Sur la demande indemnitaire du syndicat des copropriétaires
L'article 1231-6 du code civil dispose que les dommages et intérêts dus à raison du retard dans le paiement d'une obligation de somme d'argent consistent dans l'intérêt au taux légal, à compter de la mise en demeure.

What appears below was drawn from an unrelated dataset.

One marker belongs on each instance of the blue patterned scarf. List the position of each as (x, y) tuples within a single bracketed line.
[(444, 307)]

Toutefois, le créancier auquel son débiteur en retard a causé, par sa mauvaise foi, un préjudice indépendant de ce retard, peut obtenir des dommages et intérêts distincts de l'intérêt moratoire.
Il résulte de ces dispositions que le syndicat des copropriétaires qui se prévaut d'un défaut de paiement des charges dues par un copropriétaire doit en outre démontrer que celui-ci a fait preuve de mauvaise foi, et qu'il a subi un préjudice distinct de celui engendré par le seul retard de paiement (Cass. 3e civ., 20 oct. 2016, n°15-20.587).

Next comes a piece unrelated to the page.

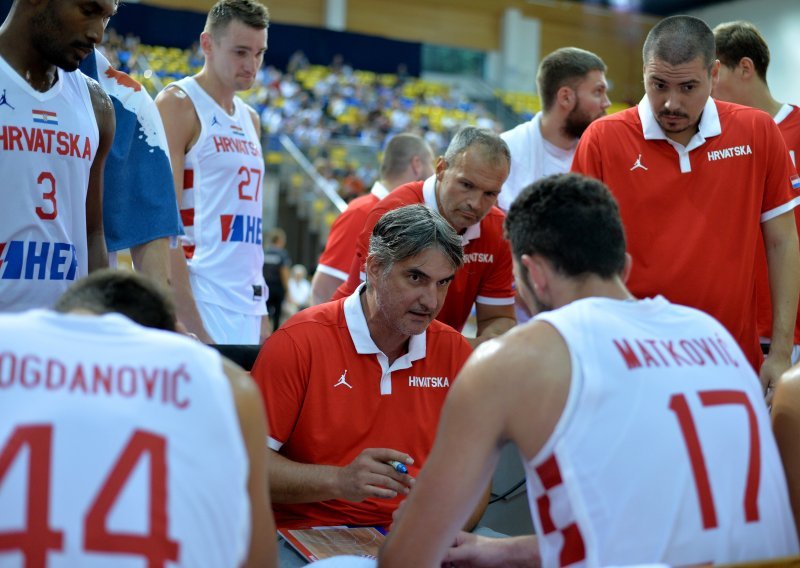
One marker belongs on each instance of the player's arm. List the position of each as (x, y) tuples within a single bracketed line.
[(785, 426), (367, 476), (478, 418), (263, 549), (95, 236), (182, 128), (492, 321), (783, 264), (323, 286), (151, 258)]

Le syndicat des copropriétaires sollicite la somme de 5.000 euros et fait valoir que les consorts [P] étaient constamment redevables d’un somme très importante à la copropriété dès 2017.
Toutefois, le syndicat des copropriétaires ne rapporte pas la preuve que le défaut de paiement a été à l’origine de difficultés quelconques ou qu'elle aurait nécessité le vote d'appels de fonds exceptionnels.
En outre, alors que la bonne foi du débiteur doit être présumée, il n'est pas démontré que ces derniers ont agi de mauvaise foi et que le défaut de paiement précédemment constaté ne résulterait pas de difficultés personnelles et/ou financières.
Faute de démontrer que le copropriétaire a agi de mauvaise foi, le syndicat des copropriétaires sera débouté de sa demande en paiement de dommages et intérêts.
Sur les demandes accessoires
Le syndicat des copropriétaires, qui succombe, supportera les dépens de l’instance en application des dispositions de l’article 696 du code de procédure civile.
L'équité commande de rejeter les demandes formées au titre de l'article 700 du code de procédure civile.
Enfin il sera rappelé, au visa de l'article 514 du code de procédure civile, que le présent jugement est de droit exécutoire à titre provisoire.
PAR CES MOTIFS,
Le tribunal, statuant par un jugement réputé contradictoire, en premier ressort, après débats en audience publique et par mise à disposition au greffe,
DEBOUTE le syndicat des copropriétaires de l’immeuble sis [Adresse 1] à [Localité 8] de sa demande en paiement de 202,08 euros au titre des frais de recouvrement ;
DEBOUTE le syndicat des copropriétaires de l’immeuble sis [Adresse 1] à [Localité 8] de sa demande en paiement de dommages et intérêts ;
DEBOUTE le syndicat des copropriétaires de l’immeuble sis [Adresse 1] à [Localité 8] de sa demande au titre de l’article 700 du code de procédure civile ;
CONDAMNE le syndicat des copropriétaires de l’immeuble sis [Adresse 1] à [Localité 8] aux entiers dépens de l’instance ;
RAPPELLE que la présente décision est assortie de l’exécution provisoire.